Jeden Tag versuchen wir, mehrere Dinge gleichzeitig zu machen. Dabei funktioniert Multitasking gar nicht, sagt der Neurologe Volker Busch. Im Gegenteil: Sie schadet uns und der Volkswirtschaft.

Der Neurologe Volker Busch berät Menschen, denen ihr Leben weh tut, wie er sagt. Der 45-Jährige ist Oberarzt an der Uni-Klinik Regensburg, wo er dafür sorgt, dass seine Patienten unter weniger Stress und Kopfschmerzen leiden und mehr Leichtigkeit in ihr Leben bekommen. Zugleich ist er ein gefragter Referent. Am 23. November spricht er in der HNA-Reihe "Zentrum Wissen" im Kasseler EAM-Gebäude über das "Gehirn im Alltagsstress sowie den Umgang mit Reizflut und Multitasking". Wir haben mit ihm telefoniert.

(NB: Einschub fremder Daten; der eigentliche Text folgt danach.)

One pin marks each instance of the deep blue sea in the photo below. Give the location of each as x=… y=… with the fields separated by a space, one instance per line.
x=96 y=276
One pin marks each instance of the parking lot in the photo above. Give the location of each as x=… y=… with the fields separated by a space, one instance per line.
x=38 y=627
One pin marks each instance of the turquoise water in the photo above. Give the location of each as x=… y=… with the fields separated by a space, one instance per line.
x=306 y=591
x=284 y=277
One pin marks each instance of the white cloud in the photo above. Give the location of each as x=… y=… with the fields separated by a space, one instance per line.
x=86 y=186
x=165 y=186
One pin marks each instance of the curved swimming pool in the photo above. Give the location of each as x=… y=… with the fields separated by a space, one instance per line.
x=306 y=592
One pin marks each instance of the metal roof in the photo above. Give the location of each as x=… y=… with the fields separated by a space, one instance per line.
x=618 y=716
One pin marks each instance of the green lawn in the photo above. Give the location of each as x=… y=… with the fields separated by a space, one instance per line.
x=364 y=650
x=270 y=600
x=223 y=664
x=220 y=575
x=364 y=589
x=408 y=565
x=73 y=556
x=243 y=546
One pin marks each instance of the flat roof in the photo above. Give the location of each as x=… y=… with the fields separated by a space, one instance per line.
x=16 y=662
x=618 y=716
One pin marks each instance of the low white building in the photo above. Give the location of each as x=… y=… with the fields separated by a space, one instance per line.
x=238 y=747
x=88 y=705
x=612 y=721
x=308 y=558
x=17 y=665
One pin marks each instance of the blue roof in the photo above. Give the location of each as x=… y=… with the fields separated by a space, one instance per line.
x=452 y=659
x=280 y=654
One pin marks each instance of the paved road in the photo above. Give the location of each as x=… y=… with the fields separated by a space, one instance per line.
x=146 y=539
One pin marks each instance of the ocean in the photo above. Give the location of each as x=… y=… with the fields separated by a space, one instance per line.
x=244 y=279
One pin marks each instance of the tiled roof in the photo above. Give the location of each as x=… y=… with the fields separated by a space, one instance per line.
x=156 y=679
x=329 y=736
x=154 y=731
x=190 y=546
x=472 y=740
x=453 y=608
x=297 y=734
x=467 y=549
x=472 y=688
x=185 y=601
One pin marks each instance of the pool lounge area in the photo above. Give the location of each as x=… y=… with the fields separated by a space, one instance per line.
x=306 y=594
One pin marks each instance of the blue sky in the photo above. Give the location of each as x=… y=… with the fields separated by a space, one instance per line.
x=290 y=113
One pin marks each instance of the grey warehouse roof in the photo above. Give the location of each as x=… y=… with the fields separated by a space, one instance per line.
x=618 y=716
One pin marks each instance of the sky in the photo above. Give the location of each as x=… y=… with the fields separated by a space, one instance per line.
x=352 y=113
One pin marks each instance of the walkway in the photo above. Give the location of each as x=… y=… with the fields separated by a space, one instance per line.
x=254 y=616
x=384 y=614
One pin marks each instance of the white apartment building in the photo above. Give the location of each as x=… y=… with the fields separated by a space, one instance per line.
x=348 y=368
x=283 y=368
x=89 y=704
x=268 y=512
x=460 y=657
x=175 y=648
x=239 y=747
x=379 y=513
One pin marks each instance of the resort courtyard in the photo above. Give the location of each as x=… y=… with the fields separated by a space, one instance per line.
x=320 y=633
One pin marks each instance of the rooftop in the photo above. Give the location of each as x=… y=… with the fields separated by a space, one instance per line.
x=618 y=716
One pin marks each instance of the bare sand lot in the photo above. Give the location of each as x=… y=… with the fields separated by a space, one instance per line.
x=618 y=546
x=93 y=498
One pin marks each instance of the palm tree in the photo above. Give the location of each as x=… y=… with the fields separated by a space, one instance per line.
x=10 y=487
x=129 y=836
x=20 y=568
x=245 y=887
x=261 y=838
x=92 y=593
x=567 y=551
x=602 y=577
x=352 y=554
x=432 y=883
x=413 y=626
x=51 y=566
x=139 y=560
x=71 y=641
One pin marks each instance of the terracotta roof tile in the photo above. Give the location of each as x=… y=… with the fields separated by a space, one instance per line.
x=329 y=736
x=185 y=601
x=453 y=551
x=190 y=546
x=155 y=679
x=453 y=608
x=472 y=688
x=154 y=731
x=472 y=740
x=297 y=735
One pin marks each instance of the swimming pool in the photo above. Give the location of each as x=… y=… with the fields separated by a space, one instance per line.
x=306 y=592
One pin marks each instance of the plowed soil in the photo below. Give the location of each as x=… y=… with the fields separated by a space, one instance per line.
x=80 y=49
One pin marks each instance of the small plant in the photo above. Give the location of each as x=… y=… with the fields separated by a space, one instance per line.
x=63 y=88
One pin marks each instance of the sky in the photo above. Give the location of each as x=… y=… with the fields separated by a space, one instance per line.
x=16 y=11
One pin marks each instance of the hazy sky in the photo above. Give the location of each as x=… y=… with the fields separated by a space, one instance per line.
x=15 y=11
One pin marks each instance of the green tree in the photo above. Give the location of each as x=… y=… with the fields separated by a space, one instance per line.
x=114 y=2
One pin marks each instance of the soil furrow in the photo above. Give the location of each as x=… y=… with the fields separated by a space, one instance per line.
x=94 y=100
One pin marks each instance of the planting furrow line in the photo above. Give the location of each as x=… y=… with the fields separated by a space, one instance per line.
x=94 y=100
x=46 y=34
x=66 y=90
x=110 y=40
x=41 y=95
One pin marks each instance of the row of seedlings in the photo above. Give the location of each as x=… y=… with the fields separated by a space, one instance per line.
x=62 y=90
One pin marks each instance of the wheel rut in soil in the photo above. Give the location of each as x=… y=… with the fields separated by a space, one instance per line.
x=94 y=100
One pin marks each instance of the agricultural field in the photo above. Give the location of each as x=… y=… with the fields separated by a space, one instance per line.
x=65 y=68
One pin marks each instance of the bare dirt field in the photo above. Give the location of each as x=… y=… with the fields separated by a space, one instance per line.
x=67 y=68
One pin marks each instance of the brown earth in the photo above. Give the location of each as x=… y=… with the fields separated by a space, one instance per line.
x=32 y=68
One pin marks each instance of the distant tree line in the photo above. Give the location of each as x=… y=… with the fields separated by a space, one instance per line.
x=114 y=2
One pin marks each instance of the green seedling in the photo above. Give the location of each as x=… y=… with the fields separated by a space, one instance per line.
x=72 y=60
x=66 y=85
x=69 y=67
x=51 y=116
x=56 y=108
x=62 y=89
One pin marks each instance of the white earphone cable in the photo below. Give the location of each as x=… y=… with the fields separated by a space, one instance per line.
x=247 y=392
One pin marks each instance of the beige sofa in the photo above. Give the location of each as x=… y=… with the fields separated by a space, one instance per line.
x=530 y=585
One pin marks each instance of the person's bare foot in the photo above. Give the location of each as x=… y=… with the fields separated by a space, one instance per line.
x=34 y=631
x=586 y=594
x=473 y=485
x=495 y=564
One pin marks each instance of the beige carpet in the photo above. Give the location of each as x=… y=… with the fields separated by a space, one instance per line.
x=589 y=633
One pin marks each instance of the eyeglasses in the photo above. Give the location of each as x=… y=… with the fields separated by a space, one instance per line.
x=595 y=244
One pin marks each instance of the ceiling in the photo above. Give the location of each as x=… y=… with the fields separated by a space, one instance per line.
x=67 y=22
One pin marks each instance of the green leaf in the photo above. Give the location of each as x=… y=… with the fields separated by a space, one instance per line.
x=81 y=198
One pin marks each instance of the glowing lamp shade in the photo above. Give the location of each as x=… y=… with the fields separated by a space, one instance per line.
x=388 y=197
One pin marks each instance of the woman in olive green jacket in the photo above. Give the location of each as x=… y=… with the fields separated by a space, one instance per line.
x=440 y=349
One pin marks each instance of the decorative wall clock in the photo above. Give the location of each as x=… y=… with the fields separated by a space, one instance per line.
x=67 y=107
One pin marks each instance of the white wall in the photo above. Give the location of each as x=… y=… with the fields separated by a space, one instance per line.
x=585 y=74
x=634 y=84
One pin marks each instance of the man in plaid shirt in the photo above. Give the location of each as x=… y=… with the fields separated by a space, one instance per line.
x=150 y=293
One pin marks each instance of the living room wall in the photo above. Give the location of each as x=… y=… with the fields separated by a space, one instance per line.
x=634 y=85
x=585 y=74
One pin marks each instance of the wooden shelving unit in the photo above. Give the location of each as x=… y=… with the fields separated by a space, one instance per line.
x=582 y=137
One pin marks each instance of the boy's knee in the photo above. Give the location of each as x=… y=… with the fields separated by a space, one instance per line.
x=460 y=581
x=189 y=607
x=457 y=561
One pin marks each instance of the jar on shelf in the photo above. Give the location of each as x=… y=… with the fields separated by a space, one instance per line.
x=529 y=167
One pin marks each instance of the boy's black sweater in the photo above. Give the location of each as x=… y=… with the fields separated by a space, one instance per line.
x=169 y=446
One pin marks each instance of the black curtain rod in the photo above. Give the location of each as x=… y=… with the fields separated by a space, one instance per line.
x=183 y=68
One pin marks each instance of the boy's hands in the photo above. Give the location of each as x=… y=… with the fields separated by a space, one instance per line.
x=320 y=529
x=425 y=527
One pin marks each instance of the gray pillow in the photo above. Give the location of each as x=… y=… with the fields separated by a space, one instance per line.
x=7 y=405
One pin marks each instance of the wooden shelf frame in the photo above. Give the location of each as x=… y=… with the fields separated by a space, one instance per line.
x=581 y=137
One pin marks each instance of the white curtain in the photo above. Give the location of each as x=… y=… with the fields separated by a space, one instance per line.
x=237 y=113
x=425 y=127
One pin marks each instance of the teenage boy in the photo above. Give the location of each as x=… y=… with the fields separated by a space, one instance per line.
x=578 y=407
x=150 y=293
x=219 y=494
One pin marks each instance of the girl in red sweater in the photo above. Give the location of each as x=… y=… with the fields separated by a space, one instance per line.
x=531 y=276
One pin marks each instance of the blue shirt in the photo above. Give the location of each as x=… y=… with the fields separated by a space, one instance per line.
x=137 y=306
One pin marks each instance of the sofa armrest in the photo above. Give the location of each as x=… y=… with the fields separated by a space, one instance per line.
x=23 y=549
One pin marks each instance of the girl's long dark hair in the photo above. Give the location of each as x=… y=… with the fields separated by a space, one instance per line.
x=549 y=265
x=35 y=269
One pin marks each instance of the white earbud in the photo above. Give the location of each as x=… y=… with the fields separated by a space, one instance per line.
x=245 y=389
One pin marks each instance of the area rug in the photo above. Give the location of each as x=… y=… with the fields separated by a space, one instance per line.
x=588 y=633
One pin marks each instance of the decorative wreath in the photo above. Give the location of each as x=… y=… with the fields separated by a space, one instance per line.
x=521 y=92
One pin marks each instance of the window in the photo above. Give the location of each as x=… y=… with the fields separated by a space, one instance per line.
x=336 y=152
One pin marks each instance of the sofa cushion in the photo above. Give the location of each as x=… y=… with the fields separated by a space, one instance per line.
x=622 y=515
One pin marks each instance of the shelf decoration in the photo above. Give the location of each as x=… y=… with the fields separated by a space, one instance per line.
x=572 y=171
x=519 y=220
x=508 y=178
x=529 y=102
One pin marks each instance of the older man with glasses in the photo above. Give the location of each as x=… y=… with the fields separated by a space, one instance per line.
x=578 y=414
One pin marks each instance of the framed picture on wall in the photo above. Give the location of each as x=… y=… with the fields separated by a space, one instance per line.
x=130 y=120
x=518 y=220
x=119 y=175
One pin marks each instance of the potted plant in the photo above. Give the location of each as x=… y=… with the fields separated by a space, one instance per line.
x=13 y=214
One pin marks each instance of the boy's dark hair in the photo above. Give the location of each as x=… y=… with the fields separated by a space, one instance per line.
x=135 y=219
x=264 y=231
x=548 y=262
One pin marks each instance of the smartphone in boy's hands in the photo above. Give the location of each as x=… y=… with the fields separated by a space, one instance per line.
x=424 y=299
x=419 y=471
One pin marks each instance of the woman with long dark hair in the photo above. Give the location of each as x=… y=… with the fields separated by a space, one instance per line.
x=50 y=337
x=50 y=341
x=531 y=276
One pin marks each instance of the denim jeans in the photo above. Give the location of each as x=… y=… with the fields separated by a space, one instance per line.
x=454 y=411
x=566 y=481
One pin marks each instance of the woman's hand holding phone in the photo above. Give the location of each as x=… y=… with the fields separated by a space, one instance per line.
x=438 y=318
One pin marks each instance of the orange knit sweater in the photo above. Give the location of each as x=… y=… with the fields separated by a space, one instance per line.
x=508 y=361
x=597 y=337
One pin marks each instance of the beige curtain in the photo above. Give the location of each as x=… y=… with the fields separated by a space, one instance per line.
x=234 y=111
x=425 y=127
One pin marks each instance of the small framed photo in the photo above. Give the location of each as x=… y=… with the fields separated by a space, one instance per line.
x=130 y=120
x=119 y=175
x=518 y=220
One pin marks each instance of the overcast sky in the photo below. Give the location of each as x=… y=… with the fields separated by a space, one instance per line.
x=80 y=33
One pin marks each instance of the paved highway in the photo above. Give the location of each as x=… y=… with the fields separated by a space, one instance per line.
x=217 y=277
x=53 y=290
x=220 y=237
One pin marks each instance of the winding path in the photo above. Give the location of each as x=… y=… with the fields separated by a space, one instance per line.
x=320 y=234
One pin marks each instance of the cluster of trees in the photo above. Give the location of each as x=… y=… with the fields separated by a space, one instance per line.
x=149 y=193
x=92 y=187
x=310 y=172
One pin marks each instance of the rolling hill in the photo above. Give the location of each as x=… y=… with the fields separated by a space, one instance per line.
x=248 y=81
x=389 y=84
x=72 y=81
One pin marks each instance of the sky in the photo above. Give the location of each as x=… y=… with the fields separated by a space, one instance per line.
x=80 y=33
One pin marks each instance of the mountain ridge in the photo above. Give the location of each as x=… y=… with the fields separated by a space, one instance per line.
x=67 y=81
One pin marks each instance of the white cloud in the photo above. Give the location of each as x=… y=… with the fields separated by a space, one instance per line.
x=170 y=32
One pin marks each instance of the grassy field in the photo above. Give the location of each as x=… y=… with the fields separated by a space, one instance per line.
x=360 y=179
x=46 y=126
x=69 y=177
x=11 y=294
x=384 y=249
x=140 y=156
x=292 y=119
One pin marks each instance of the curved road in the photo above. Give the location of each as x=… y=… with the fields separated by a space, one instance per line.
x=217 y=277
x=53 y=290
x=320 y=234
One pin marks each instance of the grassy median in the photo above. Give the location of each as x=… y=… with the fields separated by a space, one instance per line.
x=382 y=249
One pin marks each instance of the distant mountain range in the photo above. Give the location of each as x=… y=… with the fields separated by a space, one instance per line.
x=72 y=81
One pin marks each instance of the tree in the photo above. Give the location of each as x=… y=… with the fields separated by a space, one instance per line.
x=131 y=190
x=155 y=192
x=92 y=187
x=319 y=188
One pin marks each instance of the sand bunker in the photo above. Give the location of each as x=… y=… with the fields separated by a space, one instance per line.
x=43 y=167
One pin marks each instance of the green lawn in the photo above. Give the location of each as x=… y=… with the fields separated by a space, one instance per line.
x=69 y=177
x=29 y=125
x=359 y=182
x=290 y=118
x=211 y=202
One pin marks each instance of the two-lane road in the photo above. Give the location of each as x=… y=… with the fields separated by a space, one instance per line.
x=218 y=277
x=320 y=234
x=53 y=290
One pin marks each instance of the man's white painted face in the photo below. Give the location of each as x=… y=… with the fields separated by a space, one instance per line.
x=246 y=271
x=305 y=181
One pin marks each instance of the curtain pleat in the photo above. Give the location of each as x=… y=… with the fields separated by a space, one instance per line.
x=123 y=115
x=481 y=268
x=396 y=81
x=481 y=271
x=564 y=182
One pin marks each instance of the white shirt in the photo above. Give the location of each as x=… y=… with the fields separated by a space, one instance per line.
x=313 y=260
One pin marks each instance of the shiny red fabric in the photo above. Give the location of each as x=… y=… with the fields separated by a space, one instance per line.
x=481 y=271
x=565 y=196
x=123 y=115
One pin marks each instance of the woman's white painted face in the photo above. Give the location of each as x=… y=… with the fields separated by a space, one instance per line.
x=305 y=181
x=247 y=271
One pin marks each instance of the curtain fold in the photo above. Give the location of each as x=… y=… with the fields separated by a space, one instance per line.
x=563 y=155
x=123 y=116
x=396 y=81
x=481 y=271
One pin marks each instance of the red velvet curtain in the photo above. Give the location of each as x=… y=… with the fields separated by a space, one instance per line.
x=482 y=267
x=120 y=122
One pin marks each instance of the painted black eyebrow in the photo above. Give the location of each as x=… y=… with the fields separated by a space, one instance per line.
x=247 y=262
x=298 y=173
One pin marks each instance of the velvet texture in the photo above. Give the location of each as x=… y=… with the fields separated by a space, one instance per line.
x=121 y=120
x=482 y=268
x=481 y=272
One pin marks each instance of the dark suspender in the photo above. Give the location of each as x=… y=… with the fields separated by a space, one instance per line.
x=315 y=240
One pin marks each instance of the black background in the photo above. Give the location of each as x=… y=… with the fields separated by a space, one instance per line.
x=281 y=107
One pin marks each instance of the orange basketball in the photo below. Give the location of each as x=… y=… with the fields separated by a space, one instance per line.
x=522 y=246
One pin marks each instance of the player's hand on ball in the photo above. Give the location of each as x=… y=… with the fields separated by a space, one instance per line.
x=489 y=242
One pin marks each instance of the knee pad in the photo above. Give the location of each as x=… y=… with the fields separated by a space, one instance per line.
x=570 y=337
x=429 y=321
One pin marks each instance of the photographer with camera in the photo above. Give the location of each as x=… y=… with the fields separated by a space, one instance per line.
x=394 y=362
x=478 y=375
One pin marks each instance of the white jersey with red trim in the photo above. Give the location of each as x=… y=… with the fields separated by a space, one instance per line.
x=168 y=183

Herr Busch, verschicken Sie während unseres Interviews parallel noch einige WhatsApp-Nachrichten?

Volker Busch: Nein, Sie haben meine komplette Aufmerksamkeit. Ich habe sogar die Musik ausgemacht. Klassische Musik im Hintergrund wäre nicht so schlimm. Aber Sprache im Radio, oder Musik, in der gesungen wird, ist oft kontraproduktiv, wenn man Texte schreibt, zuhört oder spricht. Das Gehirn kann sich nicht gut auf zwei ähnliche Dinge konzentrieren.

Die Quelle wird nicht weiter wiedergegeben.